Literary Hub, Oct. 15
Bitsy Griffin writes: “Want to create stations or centers in your school library but don’t know where to start or what to use? Stations provide hands-on learning for the students and allow them to work independently on activities they choose. They also free me up to do many more tasks while classes are in session and allow me to work with small groups of students on reader’s advisory, developing project plans and building those important relationships. The very first thing to do is inventory useful materials that you already have.”

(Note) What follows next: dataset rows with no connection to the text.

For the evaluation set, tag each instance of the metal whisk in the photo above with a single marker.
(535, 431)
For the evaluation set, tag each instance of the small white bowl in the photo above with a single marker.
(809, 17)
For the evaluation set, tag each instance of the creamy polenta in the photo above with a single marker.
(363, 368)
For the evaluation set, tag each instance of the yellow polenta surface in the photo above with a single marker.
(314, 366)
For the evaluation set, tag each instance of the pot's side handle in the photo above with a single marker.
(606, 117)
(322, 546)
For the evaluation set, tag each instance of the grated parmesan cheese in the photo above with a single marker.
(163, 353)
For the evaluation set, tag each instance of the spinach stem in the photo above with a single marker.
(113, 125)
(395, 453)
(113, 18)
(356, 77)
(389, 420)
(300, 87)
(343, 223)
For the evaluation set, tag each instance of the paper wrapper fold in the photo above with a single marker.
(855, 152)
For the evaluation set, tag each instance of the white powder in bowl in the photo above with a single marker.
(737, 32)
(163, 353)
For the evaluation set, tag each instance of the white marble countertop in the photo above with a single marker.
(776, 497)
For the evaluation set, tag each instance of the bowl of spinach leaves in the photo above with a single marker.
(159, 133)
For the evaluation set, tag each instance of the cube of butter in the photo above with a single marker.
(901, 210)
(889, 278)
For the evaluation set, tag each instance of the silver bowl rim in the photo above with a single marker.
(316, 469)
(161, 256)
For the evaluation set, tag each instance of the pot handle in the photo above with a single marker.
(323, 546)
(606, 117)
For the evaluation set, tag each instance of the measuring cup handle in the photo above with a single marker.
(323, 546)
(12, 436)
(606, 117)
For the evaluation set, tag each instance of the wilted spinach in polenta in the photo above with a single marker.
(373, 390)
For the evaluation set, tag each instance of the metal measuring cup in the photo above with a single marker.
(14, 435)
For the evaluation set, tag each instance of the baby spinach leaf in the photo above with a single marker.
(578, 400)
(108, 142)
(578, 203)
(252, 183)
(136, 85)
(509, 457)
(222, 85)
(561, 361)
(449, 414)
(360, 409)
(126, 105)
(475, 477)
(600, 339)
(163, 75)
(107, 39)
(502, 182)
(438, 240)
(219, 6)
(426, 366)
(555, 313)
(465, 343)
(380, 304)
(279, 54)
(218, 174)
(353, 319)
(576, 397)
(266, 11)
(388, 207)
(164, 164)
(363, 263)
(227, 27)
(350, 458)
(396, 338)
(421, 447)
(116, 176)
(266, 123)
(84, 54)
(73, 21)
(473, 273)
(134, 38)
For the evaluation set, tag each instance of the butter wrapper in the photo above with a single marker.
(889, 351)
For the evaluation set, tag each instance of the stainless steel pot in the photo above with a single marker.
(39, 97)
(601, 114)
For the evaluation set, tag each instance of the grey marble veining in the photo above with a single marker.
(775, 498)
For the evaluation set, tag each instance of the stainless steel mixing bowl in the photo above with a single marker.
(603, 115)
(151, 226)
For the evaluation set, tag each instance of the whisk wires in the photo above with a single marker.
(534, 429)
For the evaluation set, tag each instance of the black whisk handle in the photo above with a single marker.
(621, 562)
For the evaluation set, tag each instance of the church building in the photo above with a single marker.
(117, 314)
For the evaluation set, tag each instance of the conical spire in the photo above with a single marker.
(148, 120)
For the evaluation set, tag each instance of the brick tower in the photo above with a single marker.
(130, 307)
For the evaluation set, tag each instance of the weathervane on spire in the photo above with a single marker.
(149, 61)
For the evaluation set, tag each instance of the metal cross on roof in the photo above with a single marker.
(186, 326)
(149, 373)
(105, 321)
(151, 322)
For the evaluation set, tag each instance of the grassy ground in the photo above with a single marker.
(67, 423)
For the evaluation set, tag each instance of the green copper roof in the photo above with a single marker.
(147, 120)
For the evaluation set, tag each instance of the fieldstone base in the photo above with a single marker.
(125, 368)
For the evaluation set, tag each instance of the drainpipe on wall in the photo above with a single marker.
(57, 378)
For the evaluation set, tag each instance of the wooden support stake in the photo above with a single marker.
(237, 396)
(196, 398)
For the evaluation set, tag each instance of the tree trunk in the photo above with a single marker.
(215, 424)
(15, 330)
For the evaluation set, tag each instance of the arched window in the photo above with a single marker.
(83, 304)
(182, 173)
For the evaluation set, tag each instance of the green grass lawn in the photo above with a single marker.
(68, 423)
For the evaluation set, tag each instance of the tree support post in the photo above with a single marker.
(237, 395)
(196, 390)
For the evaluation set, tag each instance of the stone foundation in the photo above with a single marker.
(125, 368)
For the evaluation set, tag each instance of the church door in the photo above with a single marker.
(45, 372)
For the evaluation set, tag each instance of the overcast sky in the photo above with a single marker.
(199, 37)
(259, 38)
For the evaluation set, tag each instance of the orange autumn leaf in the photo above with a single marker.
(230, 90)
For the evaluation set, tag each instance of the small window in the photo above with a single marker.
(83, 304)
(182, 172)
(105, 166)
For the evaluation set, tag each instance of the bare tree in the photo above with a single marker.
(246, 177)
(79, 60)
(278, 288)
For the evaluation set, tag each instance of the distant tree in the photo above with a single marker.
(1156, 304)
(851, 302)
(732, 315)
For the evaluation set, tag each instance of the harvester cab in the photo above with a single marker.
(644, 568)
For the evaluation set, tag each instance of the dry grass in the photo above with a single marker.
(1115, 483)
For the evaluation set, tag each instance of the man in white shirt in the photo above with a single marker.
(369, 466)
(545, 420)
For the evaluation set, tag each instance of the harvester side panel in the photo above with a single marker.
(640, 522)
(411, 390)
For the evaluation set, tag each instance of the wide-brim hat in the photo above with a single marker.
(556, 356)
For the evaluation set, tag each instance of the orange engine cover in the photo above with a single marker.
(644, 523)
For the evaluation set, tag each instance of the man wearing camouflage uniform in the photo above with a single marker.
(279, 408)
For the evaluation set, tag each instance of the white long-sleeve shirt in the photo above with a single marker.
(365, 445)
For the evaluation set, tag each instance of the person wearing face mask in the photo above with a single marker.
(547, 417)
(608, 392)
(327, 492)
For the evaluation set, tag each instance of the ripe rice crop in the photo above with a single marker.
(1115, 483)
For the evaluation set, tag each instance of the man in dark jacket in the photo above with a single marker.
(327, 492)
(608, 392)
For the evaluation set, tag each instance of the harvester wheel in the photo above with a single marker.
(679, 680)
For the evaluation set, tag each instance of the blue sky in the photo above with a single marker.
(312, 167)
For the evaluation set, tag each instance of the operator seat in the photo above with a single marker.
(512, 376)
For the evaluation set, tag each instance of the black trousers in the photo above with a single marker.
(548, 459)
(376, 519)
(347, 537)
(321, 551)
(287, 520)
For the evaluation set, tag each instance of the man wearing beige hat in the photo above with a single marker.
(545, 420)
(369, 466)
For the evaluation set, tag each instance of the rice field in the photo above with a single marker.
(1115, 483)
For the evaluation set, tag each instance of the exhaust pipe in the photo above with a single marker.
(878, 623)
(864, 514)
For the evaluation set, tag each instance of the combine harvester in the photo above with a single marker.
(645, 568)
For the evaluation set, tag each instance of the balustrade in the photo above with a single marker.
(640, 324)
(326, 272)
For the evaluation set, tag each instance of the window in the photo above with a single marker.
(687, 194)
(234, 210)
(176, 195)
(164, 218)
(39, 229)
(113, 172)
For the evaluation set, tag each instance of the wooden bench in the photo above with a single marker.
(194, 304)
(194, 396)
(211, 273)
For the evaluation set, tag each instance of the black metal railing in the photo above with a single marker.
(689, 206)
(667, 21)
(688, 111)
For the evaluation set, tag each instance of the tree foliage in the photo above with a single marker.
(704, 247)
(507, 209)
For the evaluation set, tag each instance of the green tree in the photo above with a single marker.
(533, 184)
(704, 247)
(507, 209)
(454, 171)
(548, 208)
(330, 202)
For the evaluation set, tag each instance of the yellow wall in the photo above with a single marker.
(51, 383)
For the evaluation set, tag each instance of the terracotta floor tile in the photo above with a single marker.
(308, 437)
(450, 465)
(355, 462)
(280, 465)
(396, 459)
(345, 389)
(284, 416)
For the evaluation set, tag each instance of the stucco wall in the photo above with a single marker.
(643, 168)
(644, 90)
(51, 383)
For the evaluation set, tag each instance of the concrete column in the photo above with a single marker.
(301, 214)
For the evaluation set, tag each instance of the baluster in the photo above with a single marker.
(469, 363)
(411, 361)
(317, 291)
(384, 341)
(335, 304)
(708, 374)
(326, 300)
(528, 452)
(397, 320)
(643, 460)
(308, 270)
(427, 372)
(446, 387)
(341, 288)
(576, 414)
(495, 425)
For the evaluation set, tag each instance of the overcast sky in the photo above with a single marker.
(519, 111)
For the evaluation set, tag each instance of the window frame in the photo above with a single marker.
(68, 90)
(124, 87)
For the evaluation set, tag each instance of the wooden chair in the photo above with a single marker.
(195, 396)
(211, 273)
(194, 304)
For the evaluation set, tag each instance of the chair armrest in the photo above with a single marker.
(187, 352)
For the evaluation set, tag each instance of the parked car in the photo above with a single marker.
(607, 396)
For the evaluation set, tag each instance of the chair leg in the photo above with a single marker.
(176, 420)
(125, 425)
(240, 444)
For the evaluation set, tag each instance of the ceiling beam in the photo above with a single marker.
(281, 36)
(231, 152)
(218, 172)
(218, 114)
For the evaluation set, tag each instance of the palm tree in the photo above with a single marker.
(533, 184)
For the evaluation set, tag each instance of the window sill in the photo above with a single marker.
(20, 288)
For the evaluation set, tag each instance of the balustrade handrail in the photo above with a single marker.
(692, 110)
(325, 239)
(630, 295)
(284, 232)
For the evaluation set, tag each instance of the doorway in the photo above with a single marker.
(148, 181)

Knowledge Quest blog, Oct. 15
During the past five decades, Temple Grandin’s visually indexed mind, a key feature of her autism, helped make her a leading animal researcher. Diagnosed with “brain damage” at the age of 2, Grandin, now 72, holds a PhD in animal science, teaches at Colorado State University, and has written over a dozen books. Despite competence in various fields, as many as 90% of adults with autism are left out of the workforce. A major obstacle is the demand for soft skills. Reuters spoke with Grandin about nurturing the strengths of those on the spectrum and the labor market’s need for different kinds of minds.
Reuters, Oct. 15
Thorin Klosowski writes: “After spending over 600 collective hours sitting in 10 office chairs and talking to four ergonomics experts, we think the Steelcase Gesture is the best chair for most people. It features all the adjustments you’d expect from a great office chair, like height, tilt, and seat depth, and it’s the only chair with ball-and-socket style armrests that are easy to adjust and make comfortable no matter what type of work you do. In fact, we found that the Steelcase Gesture is one of the most adjustable chairs available—no matter how you sit or what you do at your desk, you can make the Gesture fit you.”
Wirecutter, Oct. 9
Since 2012, University of Oxford officials have been trying to trace a rumor that the oldest Bible fragment ever discovered had been stolen and sold to American arts-and-crafts giant Hobby Lobby. The suspected thief at the center of the biblical controversy is Dirk Obbink, classics professor and Nebraska native who had long directed—and allegedly looted—Oxford’s Oxyrhynchus Papyri Project, a collection of centuries-old literature recovered from an ancient Egyptian garbage dump in 1896. On October 14, officials accused Obbink of selling at least 11 ancient Bible fragments to the Green family, the Hobby Lobby owners who operate a Bible museum in Washington, D.C.